Offered by Lesley-Ann Hix Tommey

Hi friends!

Greetings from New York City! My name is Lesley-Ann, and I serve here as field personnel for the Cooperative Baptist Fellowship.

As you know, the spread of COVID-19 here has been very scary. Just in the past day, the number of total positive cases throughout all five boroughs surpassed 80,000. Those numbers include several in our community at Metro Baptist Church.

As every service organization closes its doors, we are praying for our neighbors who are having a hard time accessing needed supplies. For students navigating their virtual learning in families with limited access to internet and computers. For everyone who is losing their job. And of course for our healthcare workers. In our neighborhood, the Javits Center has become a 1,000-bed temporary hospital run by FEMA, and the USS Comfort is docked at the end of our street helping those with non-COVID health concerns. We have heard police driving around the neighborhood while saying over their loud speaker “Go home.” They have shut down our parks and most of our neighborhood store fronts are boarded up. It’s very surreal to hear the city so quiet and see the streets so empty. Darkness is hanging like a heavy cloud around us.

Kind of super appropriate that we’ve simultaneously been journeying through Lent. The struggle that is inherent in the Lenten journey feels like it has come to life around us. If Jesus wandered in the desert alone for 40 days, then this year we surely are walking a similar journey: alone and battling our anxiety, grief and helplessness.

I’ve been carrying all those emotions in bucket-fulls for the past few weeks. And maybe the hardest one has been feeling so helpless. I can’t be with my community, whether that’s those who have been sick or those I serve in our domestic violence group. I can’t go offer care at the hospital to those carrying all of us right now. I can’t single-handedly save the small coffee shop I adore in my neighborhood. My savior complex has been paralyzed. And, yes, that’s a good thing. We’re in darkness, and all that Jesus embodies, teaches us that the darkness is part of the redemption.

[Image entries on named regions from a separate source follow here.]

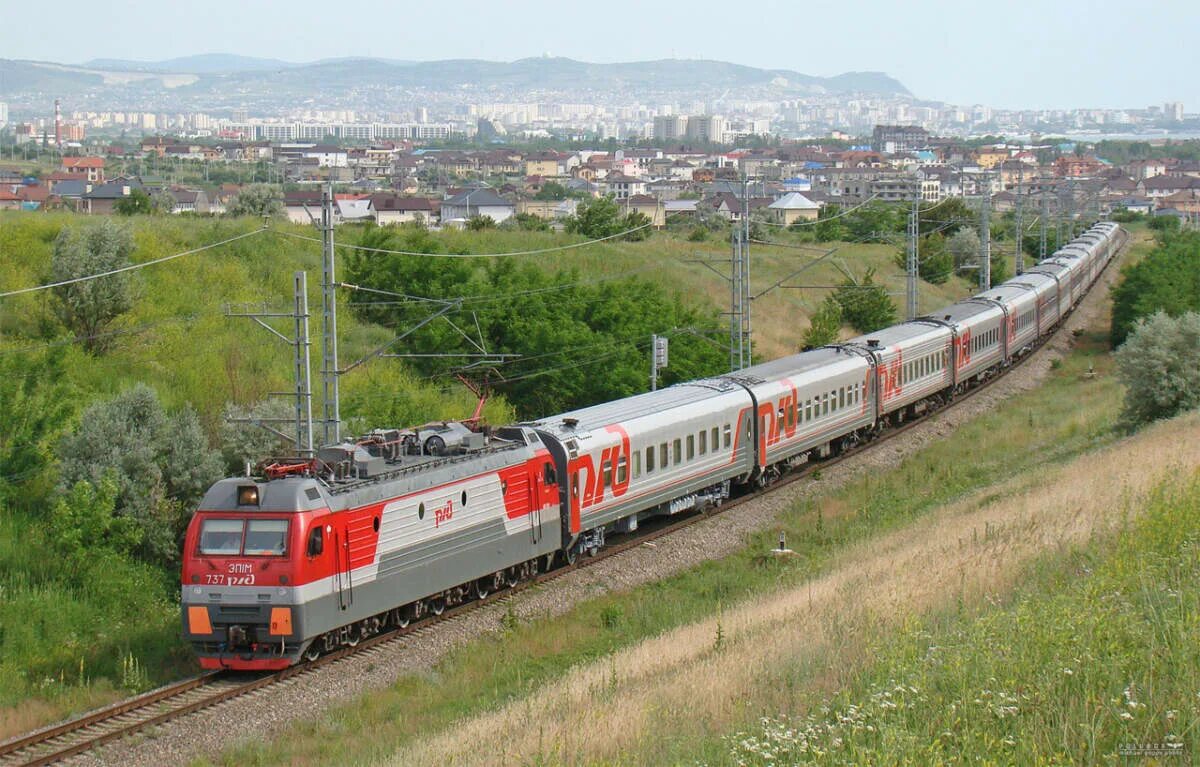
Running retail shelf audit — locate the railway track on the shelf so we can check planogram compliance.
[0,237,1123,767]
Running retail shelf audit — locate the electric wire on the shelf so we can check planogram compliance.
[0,227,268,299]
[276,222,654,258]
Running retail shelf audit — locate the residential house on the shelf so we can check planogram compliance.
[79,176,144,216]
[973,146,1012,170]
[283,190,322,223]
[371,192,433,227]
[709,192,775,221]
[622,194,667,229]
[1139,175,1200,198]
[1157,187,1200,216]
[167,186,211,215]
[662,199,700,218]
[517,198,578,221]
[600,173,646,199]
[334,194,374,223]
[1128,160,1166,181]
[767,192,821,227]
[524,151,563,176]
[442,187,516,223]
[1052,155,1104,179]
[0,184,20,210]
[1166,160,1200,179]
[62,157,104,184]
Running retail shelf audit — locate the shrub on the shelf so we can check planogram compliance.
[833,270,896,332]
[60,384,221,565]
[50,221,133,353]
[1116,312,1200,426]
[804,295,841,349]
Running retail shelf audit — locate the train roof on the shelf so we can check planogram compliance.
[722,346,865,384]
[846,318,947,348]
[523,378,744,435]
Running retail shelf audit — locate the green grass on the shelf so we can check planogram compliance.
[199,261,1121,765]
[0,212,511,433]
[710,474,1200,765]
[0,508,194,739]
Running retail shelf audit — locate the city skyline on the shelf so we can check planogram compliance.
[0,0,1200,109]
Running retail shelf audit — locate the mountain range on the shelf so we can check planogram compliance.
[0,54,910,106]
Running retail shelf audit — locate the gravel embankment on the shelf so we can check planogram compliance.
[72,253,1117,767]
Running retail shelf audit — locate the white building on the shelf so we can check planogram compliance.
[688,114,730,144]
[654,114,688,140]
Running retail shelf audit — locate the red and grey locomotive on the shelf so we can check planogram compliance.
[182,222,1124,670]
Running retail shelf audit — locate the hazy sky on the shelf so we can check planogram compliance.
[0,0,1200,112]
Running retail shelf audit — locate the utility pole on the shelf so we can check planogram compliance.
[1067,178,1075,241]
[293,271,316,457]
[226,271,314,457]
[650,334,670,391]
[979,173,991,290]
[730,227,743,372]
[730,175,752,371]
[1013,161,1025,275]
[320,181,342,444]
[739,175,754,367]
[1038,178,1050,260]
[905,179,920,319]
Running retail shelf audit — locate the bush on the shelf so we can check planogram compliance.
[226,184,283,218]
[60,384,221,565]
[467,215,496,232]
[1112,226,1200,346]
[1116,312,1200,426]
[50,221,133,353]
[804,295,841,349]
[833,270,896,332]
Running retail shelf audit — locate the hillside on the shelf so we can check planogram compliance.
[0,54,908,98]
[194,235,1200,765]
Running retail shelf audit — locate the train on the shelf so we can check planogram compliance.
[181,222,1126,671]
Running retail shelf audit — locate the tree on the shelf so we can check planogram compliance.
[1116,311,1200,426]
[804,295,841,349]
[946,227,979,269]
[0,349,77,504]
[59,384,221,565]
[566,196,624,240]
[113,190,155,216]
[226,184,283,218]
[221,399,295,473]
[50,221,133,354]
[500,214,550,232]
[620,210,652,242]
[48,474,143,561]
[1112,232,1200,346]
[895,233,954,284]
[833,269,896,332]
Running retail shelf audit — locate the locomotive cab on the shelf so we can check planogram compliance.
[181,478,325,670]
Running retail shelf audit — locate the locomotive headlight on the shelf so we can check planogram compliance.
[238,485,258,507]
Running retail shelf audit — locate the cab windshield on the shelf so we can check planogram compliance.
[199,520,288,557]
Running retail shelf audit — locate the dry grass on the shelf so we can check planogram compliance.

Right before Jesus is handed over to suffering and death, he tells the disciples they are all going to desert him. And the disciples refuse. They want to believe that’s not true. They want to believe their faith is strong enough to face the empire and even death. But their fear sets in and rules them instead. Right now, even though Jesus has been trying to tell them that the dying isn’t the end of the story, it just feels like death is winning.

If only they knew. If only we knew suffering had an ending. But when we’re in the muck, when we’re only experiencing pain and no hope, we can’t see. The trees are blooming outside, trying to teach us about life and death (and life), and all we can feel is weight. The heaviness of anxiety, grief and helplessness. Our survival instinct triggers our running because we just want to make the pain stop. And then Jesus is left all alone. There is something holy we could be witnessing, some lesson of pain and love, some thing about the mercies of God, and we want to escape it, because it hurts. We run before the sacredness ever has a chance to transform us.

But right now? We have no choice. We are being forced to sit in the darkness. So slowly, we become good at listening and learning. And then…we begin to see signs of hope. Like all the New Yorkers creating a ritual of hope these past two weeks. At 7 p.m. every night, we all open our windows and cheer loudly for our healthcare workers. It’s been an incredible demonstration of solidarity in the midst of isolation. And it’s been our hope while we move through our anxiety, grief and helplessness, no matter how ungracefully. We’re learning where our strengths are. We’re learning our true priorities. We’re learning about community and grace for ourselves. And it’s all the mercy of God.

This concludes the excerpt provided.